When Yahoo (s yhoo) acquired Tumblr back in May, it seemed like a natural fit in a lot of ways: It added an influx of younger, cooler customers to Yahoo, and it gave Tumblr the lifeline it needed when advertising revenue wasn’t yet booming.

But how desperate was Tumblr’s financial state at the time?

A new 10-Q form that Yahoo filed with the SEC on Thursday, first noted by AllThingsD, revealed that Tumblr had just $16.6 million in cash left when it was acquired by Yahoo, even though it had raised $125 million since 2007, most recently $85 million in 2011.

Since Tumblr generated just $13 million in advertising revenue last year, as CEO David Karp had said previously, and was still figuring out how to achieve advertising success on mobile, the company would have likely had to start fundraising again if Yahoo hadn’t stepped in. At the time of the acquisition, Tumblr had 178 employees.

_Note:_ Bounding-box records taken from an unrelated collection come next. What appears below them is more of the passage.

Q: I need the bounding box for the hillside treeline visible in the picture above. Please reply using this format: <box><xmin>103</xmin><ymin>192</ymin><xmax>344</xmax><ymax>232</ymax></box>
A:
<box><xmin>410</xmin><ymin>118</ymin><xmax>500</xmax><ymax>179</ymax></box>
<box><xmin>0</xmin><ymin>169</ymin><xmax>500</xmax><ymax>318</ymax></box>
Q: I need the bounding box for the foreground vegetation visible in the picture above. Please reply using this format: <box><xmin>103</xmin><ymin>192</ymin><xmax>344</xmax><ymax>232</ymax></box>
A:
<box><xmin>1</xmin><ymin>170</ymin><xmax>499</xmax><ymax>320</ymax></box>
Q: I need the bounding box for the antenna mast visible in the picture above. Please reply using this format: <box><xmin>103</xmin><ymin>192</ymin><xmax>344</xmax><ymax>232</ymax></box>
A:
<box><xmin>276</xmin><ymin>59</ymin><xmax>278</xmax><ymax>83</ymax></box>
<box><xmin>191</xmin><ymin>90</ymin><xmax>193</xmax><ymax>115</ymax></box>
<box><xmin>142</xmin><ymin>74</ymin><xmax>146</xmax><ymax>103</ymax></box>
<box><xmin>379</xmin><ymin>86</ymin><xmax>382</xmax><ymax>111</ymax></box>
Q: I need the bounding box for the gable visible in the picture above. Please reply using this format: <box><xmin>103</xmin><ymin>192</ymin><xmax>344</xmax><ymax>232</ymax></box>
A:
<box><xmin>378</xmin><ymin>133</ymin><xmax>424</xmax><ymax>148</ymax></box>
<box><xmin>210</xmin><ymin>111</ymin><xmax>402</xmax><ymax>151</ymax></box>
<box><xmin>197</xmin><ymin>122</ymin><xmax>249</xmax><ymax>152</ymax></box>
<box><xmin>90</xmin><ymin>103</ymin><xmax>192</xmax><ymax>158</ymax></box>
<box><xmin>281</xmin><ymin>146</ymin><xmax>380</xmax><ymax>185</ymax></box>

But now that he’s with Yahoo, the deal doesn’t look bad for Karp — if he sticks with the company for four year, he could earn up to $80 million in cash and stock over that period of time.

Updated at 5:16 PM to reflect Karp’s retention package as $80 million.

2 Responses to “What would have happened to Tumblr without Yahoo? Trouble”

  1. Sam Giancanna

    Memory really is short: acquisition to gain new users and demographics was Jerry Yang;s original strategy to build Yahoo in the 90s. It was a good idea then, and it’s a good idea still. Is the new Yahoo CEO really doing anything new? Oh yeah, the new logo campaign. In the words of Hannibal Lecter: “Love the suit.”

  2. Marc Gayle

    In fact, his total compensation is more than $80M over the 4 year period.

    From the same 10-Q:

    In connection with the acquisition, the Company is recognizing stock-based compensation expense of $70 million over a period of up to 4 years. This amount is comprised of the assumed unvested stock options and restricted stock units, valued at $29 million, and the Yahoo! common stock, valued at $41 million, issued to Tumblr’s founder but subject to holdback and release over four years provided he remains an employee of the Company. In addition, the transaction resulted in contingent cash consideration of $40 million to be paid to Tumblr’s founder over 4 years provided that Tumblr’s founder remains an employee of the Company. Such cash payments will be recognized as compensation expense over the 4-year service period.

    So that’s $110M in total over 4-years in both cash and stock for Karp.